初めて、養老孟司さんの本を読みました。
タイトルだけを見ると、文系批判・理系至上主義を疑ってしまいますが、安心してください。そんなことはなく、文系と理系では発想の根本が違うよね、などなどそんな内容です。
本書は養老孟司さんと理系側に属する4人との対談です。
対談相手の詳細は以下の通り。
・手軽にバーチャルリアリティが体験できるデバイス(段ボール製)を考案した脳科学者藤井直敬氏
・話題作『なめらかな社会とその敵』の著者で、「スマートニュース」の運営者でもある鈴木健氏
・『捏造の科学者 STAP細胞事件』で大宅壮一ノンフィクション賞を受賞した毎日新聞記者・須田桃子氏
養老孟司さんプロフィールを見れば頷けますが、読んでいる途中で知識の幅や造詣の深さに驚きました。もちろん、対談相手の方々も。
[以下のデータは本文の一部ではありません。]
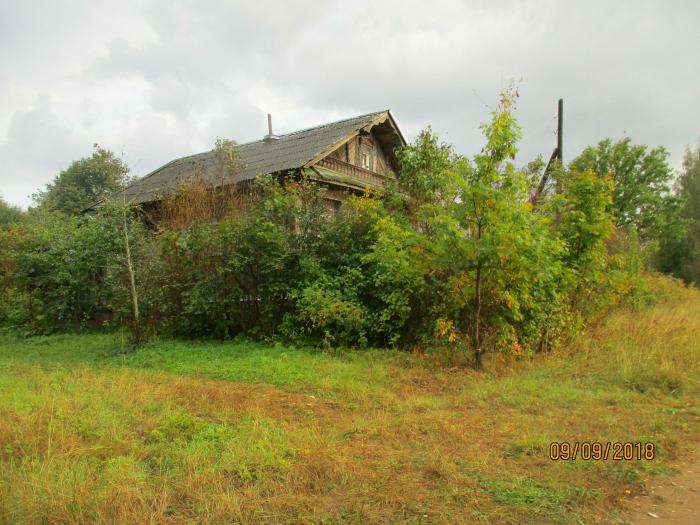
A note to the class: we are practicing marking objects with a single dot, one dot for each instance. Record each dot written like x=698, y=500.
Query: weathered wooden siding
x=353, y=150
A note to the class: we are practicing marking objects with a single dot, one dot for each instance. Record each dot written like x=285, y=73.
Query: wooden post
x=560, y=131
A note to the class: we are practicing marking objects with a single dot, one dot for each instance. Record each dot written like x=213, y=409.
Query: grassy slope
x=183, y=432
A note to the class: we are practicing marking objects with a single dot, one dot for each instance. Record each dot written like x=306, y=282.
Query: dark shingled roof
x=287, y=152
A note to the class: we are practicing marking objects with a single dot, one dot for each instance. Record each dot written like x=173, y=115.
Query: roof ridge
x=333, y=122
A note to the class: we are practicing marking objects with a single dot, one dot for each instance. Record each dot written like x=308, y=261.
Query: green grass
x=242, y=432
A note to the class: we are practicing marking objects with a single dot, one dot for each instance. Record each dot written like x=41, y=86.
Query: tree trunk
x=476, y=336
x=132, y=280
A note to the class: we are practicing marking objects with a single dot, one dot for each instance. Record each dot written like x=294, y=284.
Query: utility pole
x=557, y=154
x=560, y=131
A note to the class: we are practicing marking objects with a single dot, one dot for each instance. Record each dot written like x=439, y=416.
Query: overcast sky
x=156, y=80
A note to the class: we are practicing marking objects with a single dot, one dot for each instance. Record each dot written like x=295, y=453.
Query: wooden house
x=349, y=155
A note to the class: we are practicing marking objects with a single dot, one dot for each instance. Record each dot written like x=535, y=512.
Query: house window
x=365, y=161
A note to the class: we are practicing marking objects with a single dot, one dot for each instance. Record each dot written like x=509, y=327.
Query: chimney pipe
x=270, y=135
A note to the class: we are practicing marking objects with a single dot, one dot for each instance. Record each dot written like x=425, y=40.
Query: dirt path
x=673, y=499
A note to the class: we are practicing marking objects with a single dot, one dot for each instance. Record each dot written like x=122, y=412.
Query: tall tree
x=680, y=248
x=642, y=196
x=9, y=214
x=85, y=182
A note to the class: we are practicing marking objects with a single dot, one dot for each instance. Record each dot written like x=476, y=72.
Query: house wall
x=353, y=150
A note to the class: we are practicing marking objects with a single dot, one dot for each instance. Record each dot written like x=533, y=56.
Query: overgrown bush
x=455, y=255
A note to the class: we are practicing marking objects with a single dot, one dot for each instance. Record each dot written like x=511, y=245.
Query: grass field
x=248, y=433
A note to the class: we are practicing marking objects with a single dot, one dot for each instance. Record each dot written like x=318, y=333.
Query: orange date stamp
x=601, y=451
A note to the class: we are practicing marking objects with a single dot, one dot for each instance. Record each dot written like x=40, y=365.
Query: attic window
x=365, y=161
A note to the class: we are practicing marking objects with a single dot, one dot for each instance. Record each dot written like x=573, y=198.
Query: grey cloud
x=214, y=70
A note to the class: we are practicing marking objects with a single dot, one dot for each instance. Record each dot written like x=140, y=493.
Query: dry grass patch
x=256, y=435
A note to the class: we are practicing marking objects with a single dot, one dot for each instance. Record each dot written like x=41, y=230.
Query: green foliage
x=455, y=256
x=64, y=272
x=84, y=182
x=679, y=252
x=642, y=195
x=9, y=214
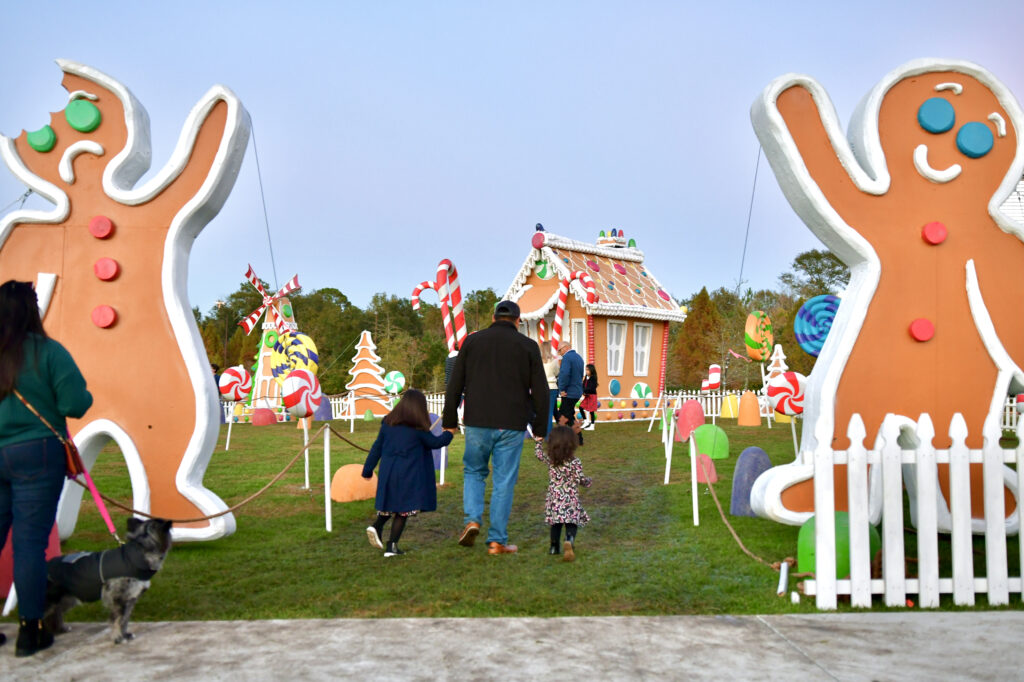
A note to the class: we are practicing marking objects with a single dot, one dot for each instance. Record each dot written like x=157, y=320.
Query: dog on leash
x=119, y=577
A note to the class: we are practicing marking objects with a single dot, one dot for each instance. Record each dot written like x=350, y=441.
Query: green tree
x=815, y=272
x=695, y=344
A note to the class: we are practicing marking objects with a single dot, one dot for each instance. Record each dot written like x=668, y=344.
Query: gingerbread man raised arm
x=932, y=321
x=111, y=262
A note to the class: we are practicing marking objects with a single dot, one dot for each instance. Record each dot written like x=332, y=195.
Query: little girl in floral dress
x=565, y=475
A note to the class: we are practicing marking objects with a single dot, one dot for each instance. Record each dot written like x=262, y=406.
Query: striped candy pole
x=451, y=295
x=419, y=290
x=249, y=324
x=563, y=294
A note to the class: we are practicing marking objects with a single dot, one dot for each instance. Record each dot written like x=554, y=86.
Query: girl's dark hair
x=562, y=442
x=411, y=411
x=18, y=318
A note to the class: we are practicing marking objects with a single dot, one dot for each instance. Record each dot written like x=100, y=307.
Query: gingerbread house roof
x=625, y=287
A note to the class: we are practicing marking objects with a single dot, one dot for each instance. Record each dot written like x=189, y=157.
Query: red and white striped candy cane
x=563, y=294
x=419, y=290
x=249, y=324
x=451, y=295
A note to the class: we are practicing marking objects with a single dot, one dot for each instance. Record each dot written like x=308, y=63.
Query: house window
x=580, y=337
x=641, y=348
x=616, y=347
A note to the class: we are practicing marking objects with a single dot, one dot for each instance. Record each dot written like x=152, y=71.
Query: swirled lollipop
x=785, y=392
x=813, y=322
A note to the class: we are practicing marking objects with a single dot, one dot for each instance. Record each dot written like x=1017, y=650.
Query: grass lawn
x=640, y=554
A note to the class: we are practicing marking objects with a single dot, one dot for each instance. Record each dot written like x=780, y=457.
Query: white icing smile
x=933, y=174
x=66, y=168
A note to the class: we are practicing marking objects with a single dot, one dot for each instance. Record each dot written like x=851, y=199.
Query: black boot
x=32, y=637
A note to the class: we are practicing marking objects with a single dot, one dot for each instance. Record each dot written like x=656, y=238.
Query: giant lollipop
x=758, y=335
x=785, y=392
x=236, y=383
x=301, y=393
x=813, y=322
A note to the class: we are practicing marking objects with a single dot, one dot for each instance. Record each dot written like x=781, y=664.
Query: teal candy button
x=82, y=115
x=975, y=139
x=936, y=115
x=42, y=139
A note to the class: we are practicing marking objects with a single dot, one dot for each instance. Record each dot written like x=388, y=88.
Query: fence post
x=960, y=510
x=860, y=545
x=893, y=556
x=824, y=527
x=927, y=477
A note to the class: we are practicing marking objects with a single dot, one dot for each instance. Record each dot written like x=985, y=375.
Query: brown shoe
x=498, y=548
x=469, y=534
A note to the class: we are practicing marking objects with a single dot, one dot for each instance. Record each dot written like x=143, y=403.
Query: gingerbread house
x=621, y=325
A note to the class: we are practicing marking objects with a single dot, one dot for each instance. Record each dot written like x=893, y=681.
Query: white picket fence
x=920, y=468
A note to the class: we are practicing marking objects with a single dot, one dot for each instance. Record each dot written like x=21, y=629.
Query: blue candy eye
x=936, y=115
x=975, y=139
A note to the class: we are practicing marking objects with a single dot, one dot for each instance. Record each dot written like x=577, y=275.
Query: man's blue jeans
x=32, y=475
x=504, y=449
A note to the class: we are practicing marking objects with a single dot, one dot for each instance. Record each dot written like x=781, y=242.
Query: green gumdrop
x=711, y=440
x=83, y=116
x=42, y=139
x=805, y=545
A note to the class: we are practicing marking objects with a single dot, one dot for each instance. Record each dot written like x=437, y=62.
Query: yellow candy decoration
x=293, y=350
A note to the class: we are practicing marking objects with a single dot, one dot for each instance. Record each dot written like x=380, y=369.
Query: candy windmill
x=450, y=294
x=282, y=347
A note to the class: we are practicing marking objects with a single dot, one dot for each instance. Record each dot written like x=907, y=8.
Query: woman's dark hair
x=18, y=318
x=411, y=411
x=562, y=442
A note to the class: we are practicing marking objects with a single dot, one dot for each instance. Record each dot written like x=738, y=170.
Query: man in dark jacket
x=500, y=374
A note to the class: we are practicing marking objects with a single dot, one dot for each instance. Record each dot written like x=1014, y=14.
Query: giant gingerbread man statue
x=933, y=318
x=111, y=261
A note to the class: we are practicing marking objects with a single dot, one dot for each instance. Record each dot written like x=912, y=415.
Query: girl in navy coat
x=406, y=481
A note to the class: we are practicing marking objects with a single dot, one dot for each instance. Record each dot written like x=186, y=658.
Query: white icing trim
x=933, y=174
x=1008, y=370
x=174, y=278
x=45, y=283
x=133, y=161
x=867, y=170
x=90, y=439
x=66, y=168
x=81, y=94
x=61, y=205
x=1000, y=124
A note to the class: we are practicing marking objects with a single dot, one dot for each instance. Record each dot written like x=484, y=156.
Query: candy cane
x=563, y=294
x=419, y=290
x=451, y=295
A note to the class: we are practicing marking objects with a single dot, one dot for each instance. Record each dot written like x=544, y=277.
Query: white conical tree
x=368, y=379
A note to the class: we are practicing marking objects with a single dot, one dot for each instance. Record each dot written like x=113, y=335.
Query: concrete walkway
x=977, y=645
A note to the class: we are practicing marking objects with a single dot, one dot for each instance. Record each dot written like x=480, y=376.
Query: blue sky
x=393, y=134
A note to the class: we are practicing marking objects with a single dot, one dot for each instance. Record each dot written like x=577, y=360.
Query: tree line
x=414, y=343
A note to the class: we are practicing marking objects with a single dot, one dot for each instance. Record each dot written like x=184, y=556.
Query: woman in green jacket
x=32, y=459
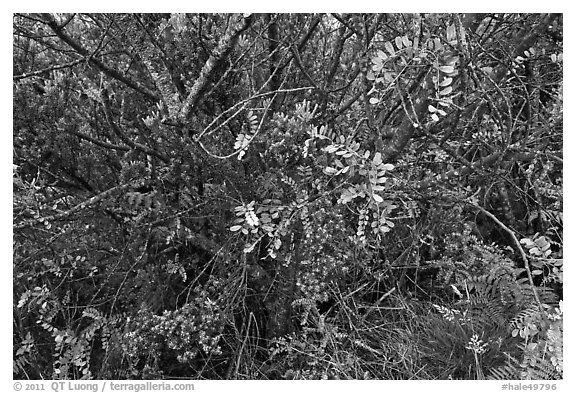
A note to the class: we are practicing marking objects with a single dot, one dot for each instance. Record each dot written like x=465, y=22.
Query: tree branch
x=81, y=206
x=59, y=31
x=520, y=250
x=120, y=134
x=224, y=46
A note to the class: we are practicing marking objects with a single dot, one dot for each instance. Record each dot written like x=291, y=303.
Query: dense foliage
x=274, y=196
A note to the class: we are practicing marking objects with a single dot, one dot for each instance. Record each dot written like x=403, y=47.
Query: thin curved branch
x=59, y=31
x=520, y=250
x=120, y=134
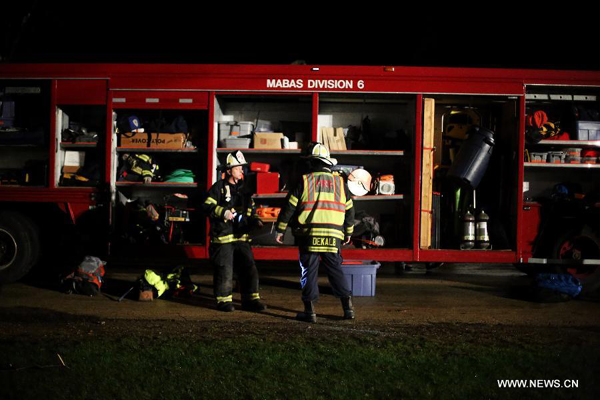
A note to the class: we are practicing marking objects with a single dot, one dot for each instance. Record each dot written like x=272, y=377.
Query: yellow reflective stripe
x=230, y=239
x=144, y=157
x=322, y=249
x=323, y=232
x=219, y=211
x=349, y=204
x=293, y=200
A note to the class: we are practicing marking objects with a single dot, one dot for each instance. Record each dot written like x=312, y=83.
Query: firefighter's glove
x=279, y=238
x=228, y=215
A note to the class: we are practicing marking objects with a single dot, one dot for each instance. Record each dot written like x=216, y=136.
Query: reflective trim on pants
x=309, y=265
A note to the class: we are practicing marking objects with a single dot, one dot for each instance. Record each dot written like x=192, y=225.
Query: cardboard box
x=157, y=141
x=267, y=140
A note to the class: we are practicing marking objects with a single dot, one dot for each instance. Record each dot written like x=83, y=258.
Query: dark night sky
x=120, y=32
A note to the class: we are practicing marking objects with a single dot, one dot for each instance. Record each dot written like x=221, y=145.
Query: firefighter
x=325, y=216
x=231, y=213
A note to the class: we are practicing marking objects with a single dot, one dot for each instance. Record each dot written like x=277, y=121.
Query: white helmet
x=321, y=153
x=359, y=182
x=235, y=159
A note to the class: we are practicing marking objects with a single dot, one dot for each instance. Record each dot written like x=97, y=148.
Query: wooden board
x=325, y=137
x=333, y=138
x=427, y=173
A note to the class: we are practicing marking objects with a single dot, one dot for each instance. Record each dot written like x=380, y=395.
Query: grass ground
x=297, y=362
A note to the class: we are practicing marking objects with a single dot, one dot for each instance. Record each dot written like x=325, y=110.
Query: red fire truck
x=72, y=134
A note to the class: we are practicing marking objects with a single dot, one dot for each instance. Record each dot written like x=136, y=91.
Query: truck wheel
x=19, y=246
x=578, y=246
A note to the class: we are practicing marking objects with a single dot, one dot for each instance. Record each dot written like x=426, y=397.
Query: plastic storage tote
x=361, y=276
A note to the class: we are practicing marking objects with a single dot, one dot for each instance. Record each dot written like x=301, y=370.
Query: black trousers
x=229, y=257
x=309, y=265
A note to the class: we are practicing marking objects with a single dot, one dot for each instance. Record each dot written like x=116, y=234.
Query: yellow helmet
x=235, y=159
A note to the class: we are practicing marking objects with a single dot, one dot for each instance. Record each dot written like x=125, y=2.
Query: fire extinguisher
x=481, y=230
x=468, y=238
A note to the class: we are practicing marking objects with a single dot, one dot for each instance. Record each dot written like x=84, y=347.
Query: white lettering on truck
x=315, y=84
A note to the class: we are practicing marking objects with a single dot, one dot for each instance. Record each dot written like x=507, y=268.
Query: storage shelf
x=153, y=150
x=367, y=152
x=259, y=151
x=589, y=261
x=551, y=165
x=571, y=143
x=69, y=145
x=162, y=185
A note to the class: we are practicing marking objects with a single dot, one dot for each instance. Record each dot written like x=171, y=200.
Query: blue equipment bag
x=561, y=283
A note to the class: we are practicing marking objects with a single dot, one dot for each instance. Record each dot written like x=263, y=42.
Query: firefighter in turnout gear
x=231, y=213
x=322, y=205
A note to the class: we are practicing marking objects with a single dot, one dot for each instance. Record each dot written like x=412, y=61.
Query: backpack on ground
x=87, y=278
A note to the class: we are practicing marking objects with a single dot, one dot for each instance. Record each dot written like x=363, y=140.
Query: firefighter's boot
x=253, y=305
x=308, y=315
x=347, y=307
x=225, y=306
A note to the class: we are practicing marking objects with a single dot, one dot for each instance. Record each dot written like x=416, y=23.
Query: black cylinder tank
x=473, y=158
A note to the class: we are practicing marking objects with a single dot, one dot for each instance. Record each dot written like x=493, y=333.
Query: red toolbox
x=267, y=182
x=260, y=167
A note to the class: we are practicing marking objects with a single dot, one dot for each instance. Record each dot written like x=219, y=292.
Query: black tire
x=19, y=245
x=580, y=245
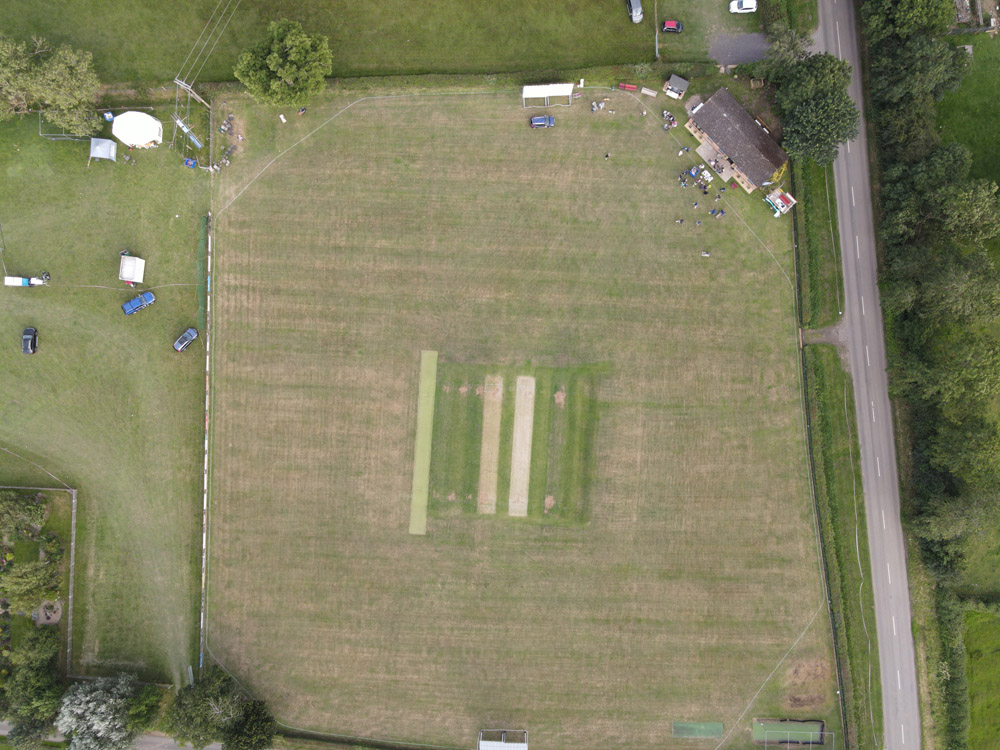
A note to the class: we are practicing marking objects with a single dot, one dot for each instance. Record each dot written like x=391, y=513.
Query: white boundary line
x=205, y=467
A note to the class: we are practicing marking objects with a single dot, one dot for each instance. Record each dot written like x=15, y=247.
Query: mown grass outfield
x=443, y=223
x=105, y=404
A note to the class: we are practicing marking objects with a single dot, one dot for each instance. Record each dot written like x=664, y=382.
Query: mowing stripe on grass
x=422, y=444
x=520, y=454
x=698, y=729
x=489, y=456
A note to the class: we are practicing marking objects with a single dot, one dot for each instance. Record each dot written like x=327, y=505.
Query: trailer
x=25, y=280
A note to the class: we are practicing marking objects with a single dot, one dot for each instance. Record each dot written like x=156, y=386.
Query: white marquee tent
x=137, y=129
x=545, y=92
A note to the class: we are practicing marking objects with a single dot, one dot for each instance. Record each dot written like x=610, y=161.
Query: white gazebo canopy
x=132, y=269
x=102, y=148
x=137, y=129
x=545, y=91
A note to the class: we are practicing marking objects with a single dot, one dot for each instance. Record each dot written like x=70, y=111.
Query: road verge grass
x=833, y=445
x=818, y=244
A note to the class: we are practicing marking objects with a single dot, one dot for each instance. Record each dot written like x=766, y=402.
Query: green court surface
x=698, y=729
x=790, y=731
x=422, y=444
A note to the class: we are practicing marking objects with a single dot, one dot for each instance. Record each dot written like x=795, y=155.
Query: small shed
x=780, y=201
x=102, y=148
x=675, y=87
x=545, y=92
x=131, y=269
x=137, y=129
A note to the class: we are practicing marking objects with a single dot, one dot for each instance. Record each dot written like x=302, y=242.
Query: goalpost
x=545, y=93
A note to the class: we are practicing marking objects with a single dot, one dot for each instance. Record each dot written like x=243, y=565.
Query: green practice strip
x=698, y=729
x=802, y=732
x=422, y=446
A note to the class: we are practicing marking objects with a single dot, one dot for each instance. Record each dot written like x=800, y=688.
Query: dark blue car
x=135, y=305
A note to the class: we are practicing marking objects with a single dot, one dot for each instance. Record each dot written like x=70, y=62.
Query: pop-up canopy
x=137, y=129
x=102, y=148
x=131, y=269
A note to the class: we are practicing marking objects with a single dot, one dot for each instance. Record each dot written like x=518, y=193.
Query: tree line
x=108, y=713
x=940, y=295
x=60, y=81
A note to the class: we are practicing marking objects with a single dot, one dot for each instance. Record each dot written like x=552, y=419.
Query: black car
x=29, y=341
x=185, y=339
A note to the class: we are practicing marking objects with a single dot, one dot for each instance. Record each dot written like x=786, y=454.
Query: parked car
x=29, y=341
x=135, y=305
x=185, y=339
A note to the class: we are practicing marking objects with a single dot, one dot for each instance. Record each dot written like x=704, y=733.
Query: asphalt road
x=864, y=337
x=143, y=742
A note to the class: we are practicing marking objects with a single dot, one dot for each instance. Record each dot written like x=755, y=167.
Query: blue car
x=135, y=305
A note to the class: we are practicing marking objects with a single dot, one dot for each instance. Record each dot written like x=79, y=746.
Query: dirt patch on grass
x=520, y=459
x=807, y=671
x=489, y=456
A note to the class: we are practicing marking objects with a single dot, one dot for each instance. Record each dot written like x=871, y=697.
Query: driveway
x=733, y=49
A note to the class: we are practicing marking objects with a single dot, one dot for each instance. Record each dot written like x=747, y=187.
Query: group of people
x=702, y=185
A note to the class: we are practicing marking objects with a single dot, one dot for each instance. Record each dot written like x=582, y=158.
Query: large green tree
x=970, y=212
x=287, y=67
x=917, y=66
x=200, y=713
x=905, y=18
x=61, y=82
x=27, y=584
x=95, y=715
x=32, y=691
x=18, y=512
x=252, y=729
x=816, y=110
x=67, y=86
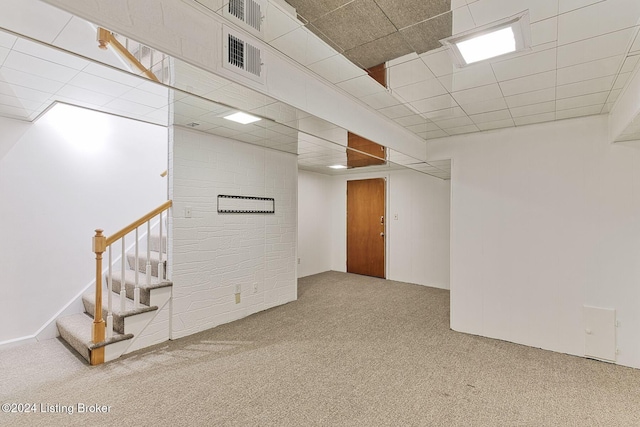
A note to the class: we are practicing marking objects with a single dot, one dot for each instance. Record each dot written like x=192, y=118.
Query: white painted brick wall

素人目からすると、専門家同士の会話はカオスに見えてしまいます。そのため、いつものようにしれーっと斜め読みしていると、一瞬、何を言っているのか理解できない部分がちらほら。
もちろん、文系の人は置いてきぼりな内容ではなく、一般の方でも理解できる表現のため、こうも発想というかバックグラウンドが理系と文系で異なるのかと、驚きでした。
文理の差っていうのは、以前に読んだファインマンの本でもひしひしと感じました。
それに、サイエンス本を読んでて思うことが。
それは理系の世界(研究や学会)が全ての物事を論理的に片づけているのか思っていましたが、一概にはそうと言えないこと。むしろ、サラリーマンの属する企業というものに非常に似ているな、ということです。
また、文系と理系、互いに違いはあれど、不特定多数の人間が一定数集まると意志の決定プロセスはどこも一緒なんだなーと。どちらの世界も会議の苦労は一緒なんですね。
もちろん、そこに至るまでの個人や小集団の発想や思考法は、文理問わずどちらもメリットデメリットがあるんでしょうが。